What terrifies me now is the reminder I get every time I see the security barriers outside the House of Commons, every time I see armed police on the streets of London and people not batting an eyelid, every time I hear someone willingly give up their hard-won civil rights because a tiny, insignificant minority of fanatics might, just possibly, do something. Terrorists will always find a way to spread fear – that is what they do. The way to deny them their power is to keep efforts at countering them as unobtrusive as possible.

As was pointed out in the reply to my earlier post, yes someone broke into Buckingham Palace this week, and yes, people managed to get into the Commons chamber. The Commons has the same high-profile, highly visible security measures as the US Embassy – concrete barriers, police with automatic weapons etc. etc. It didn’t do them any good. It wouldn’t do the US Embassy any good either.

In Britain we know terrorism, as they do in Spain. For Americans, with their limited experience of living with the constant threat of attack, to lecture Brits or Spaniards (as happened after the Madrid bombs) on the correct response is somewhat rich. In time, the US will learn to live with it too. It never gets any easier when the terrorists do strike, but it gets a lot easier not to be constantly thinking about the next time they might.

And, lest we forget, and as I pointed out earlier, there are several flight paths right over central London. As we all noticed three years back, ‘planes can cause a lot of damage in the wrong hands. What good is a bobby with a tommy-gun and a concrete barrier going to do against a 747? If you alter the flight-paths (which considering the air congestion over western Europe and London in particular is practically impossible) it would still take only a few minutes for a hijacked ‘plane to be re-routed to central London. Fighter aircraft may well be on constant patrol, but the order to destroy the ‘plane – filled with innocent civilians and flying over populated areas which would be hit by the falling debris – would not be taken lightly, and couldn’t be taken until it was obvious what was happening. By then, as became apparent back in September 2001, it is too late.

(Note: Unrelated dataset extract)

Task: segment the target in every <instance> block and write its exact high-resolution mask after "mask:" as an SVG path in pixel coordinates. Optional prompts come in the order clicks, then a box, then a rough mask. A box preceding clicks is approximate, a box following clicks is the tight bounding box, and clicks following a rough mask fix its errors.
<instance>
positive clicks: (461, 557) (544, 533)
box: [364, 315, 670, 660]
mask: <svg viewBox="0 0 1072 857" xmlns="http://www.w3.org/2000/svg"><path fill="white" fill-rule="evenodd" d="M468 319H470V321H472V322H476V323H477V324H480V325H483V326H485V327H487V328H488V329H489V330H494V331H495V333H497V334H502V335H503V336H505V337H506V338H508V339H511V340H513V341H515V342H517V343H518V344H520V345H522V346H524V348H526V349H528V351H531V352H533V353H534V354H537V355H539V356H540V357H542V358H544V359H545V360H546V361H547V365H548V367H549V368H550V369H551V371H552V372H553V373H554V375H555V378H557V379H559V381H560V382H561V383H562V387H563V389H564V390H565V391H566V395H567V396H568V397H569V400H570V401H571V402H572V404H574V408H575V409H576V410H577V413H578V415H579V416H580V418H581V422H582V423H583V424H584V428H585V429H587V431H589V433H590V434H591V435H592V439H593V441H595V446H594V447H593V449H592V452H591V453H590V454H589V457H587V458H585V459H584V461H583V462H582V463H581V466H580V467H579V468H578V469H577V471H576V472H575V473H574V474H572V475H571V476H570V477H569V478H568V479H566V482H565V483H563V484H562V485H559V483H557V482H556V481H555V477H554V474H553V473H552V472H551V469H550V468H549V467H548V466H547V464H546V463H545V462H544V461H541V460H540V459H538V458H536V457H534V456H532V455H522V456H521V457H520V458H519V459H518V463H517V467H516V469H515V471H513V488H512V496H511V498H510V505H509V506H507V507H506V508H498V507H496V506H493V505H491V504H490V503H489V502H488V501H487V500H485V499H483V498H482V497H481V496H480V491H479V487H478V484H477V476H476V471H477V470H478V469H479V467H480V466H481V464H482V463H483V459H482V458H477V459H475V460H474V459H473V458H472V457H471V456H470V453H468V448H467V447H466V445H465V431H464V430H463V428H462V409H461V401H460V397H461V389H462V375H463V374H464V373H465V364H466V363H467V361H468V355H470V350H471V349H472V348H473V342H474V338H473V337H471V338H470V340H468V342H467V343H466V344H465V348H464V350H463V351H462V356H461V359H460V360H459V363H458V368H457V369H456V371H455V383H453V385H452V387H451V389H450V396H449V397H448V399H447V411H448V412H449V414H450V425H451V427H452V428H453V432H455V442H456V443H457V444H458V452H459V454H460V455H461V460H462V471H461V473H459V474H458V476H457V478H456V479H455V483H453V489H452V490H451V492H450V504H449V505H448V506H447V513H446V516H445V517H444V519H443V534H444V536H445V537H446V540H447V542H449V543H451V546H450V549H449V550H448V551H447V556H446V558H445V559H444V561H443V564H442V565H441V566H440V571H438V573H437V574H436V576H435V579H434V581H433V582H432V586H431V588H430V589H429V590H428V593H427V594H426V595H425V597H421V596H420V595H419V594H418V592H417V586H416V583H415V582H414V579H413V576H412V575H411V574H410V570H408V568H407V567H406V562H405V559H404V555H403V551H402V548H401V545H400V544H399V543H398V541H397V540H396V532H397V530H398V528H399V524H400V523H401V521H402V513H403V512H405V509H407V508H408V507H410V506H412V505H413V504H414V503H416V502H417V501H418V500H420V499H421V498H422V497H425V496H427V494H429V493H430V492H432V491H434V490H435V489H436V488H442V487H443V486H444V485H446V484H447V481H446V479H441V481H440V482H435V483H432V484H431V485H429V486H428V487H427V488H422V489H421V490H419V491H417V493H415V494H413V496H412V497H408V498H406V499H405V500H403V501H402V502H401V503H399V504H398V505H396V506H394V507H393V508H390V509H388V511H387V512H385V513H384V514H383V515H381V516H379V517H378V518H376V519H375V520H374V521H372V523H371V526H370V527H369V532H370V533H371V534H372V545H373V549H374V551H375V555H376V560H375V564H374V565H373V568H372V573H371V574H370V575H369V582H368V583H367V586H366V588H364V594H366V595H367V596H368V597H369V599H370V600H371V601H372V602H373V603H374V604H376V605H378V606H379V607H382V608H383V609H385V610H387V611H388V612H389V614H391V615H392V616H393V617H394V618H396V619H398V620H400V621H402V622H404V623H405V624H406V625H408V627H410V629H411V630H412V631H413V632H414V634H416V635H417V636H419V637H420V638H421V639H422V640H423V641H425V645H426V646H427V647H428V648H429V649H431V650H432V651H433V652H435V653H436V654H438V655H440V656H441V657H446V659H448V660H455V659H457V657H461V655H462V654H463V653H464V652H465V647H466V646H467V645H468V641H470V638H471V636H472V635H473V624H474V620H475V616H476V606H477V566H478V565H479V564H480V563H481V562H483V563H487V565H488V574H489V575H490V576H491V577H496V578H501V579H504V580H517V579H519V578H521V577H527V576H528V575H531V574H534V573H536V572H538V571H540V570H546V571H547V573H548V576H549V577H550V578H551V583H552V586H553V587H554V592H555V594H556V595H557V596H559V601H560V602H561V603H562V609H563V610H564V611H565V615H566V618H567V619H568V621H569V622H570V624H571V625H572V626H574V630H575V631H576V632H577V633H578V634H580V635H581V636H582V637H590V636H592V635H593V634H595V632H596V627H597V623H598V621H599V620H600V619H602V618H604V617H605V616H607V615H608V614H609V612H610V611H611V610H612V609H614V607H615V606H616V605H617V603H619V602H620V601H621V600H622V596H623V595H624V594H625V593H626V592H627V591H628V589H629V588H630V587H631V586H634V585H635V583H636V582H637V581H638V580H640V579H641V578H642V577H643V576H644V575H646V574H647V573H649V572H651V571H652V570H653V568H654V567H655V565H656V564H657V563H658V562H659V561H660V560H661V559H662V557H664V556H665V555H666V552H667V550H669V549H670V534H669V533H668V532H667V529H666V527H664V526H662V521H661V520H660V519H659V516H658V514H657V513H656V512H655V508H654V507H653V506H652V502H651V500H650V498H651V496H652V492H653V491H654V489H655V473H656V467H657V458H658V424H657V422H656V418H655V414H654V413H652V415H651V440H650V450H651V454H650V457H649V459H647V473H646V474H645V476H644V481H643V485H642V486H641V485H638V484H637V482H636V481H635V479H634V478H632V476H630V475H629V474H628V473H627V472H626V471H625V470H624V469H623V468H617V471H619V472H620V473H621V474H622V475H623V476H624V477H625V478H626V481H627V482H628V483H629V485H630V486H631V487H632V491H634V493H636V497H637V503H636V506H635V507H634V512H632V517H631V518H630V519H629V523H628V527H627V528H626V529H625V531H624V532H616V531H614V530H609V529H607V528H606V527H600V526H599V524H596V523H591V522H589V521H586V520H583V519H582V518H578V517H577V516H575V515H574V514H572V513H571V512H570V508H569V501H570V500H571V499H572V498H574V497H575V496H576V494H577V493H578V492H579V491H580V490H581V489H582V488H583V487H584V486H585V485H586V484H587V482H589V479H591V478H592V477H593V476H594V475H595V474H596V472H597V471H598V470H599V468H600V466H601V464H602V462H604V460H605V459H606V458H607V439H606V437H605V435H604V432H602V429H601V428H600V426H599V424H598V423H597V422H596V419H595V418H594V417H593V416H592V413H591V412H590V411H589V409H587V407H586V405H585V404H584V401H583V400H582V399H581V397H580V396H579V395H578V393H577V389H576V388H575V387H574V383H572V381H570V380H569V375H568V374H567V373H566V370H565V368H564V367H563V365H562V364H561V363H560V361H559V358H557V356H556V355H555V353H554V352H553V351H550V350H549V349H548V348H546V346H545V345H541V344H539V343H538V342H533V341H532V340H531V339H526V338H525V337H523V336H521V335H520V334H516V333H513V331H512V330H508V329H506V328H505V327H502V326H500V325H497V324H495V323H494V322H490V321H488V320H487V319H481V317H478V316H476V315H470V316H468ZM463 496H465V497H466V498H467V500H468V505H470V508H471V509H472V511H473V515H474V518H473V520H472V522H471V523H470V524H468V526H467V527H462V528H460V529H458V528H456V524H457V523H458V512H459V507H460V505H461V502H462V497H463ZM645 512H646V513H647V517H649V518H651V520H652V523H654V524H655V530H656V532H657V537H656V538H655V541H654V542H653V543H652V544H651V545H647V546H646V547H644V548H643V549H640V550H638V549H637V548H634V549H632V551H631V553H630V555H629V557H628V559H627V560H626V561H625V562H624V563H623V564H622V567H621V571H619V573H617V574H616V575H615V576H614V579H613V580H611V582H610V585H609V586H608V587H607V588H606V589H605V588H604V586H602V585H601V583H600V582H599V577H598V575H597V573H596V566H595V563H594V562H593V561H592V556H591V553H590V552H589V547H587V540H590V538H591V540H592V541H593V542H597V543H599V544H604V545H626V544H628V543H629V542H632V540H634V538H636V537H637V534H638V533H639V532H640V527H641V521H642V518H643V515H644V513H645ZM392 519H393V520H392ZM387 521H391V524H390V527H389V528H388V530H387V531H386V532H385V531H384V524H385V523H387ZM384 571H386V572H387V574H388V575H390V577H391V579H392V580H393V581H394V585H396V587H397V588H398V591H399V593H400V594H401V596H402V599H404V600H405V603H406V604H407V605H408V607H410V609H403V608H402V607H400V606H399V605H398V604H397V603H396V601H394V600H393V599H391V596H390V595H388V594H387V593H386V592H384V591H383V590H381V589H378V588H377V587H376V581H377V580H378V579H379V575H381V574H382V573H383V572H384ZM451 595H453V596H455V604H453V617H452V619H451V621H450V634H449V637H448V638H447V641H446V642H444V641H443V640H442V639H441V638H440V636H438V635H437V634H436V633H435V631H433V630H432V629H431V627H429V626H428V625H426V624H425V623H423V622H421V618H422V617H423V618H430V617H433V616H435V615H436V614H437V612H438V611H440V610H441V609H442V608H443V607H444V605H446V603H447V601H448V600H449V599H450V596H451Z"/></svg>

So, if the so-called security precautions are actually not going to do anything other than terrify the local population, thus doing the job of the terrorists for them, what useful purpose do they serve?

That was the point I was trying to make.

5 Comments:

Anonymous Anonymous said...

it is good to see that there are still some reasonable people in europe.

9/18/2004 01:00:00 am  
Anonymous Anonymous said...

*clap*clap*clap*clap*clap*clap*clap*clap*clap*

Well said, that man.

9/18/2004 02:36:00 pm  
Anonymous Anonymous said...

You're dead on with your points. As Robert Fisk put it in the Independent last week - "Why let 19 murderers change our world?" - www.robert-fisk.com/articles429.htm

That's precisely what has happened. Civil liberties which Bush claims to be giving in Iraq are taken away elsewhere and the world lives in fear. That tells you who is winning the war on terrorism.

9/18/2004 03:22:00 pm  
Anonymous Anonymous said...

Italy has been under terrorist fear during most of the '70, after all 80 people died at Bologna waiting for a train in the station in August. Living between Italy and the UK I have become very blasé about terrorist attacks, I am more frightened in crossing the road in the Rome traffic. After being evacuated from school and Euston station, being only 6 when I saw on TV my mother's plane diverted to Palermo airport for a bomb scare, hearing gunshots in the street and having to fly on the 13/09/01 I think I have the right to be blasé. One satisfaction I am not giving the terrorists (of any type or ideology) is letting them think they can change the way I live. And all the disruption I encounter with so called security measures makes it very difficult.

9/24/2004 02:43:00 pm  
Blogger Nosemonkey said...

Well said that man/woman. I know practically nothing about Italian domestic affairs, it must be admitted, but it sounds like you and I share pretty much the same attitude and experiences. Don't let the bastards have the satisfaction of making you change how you live - it's surrendering.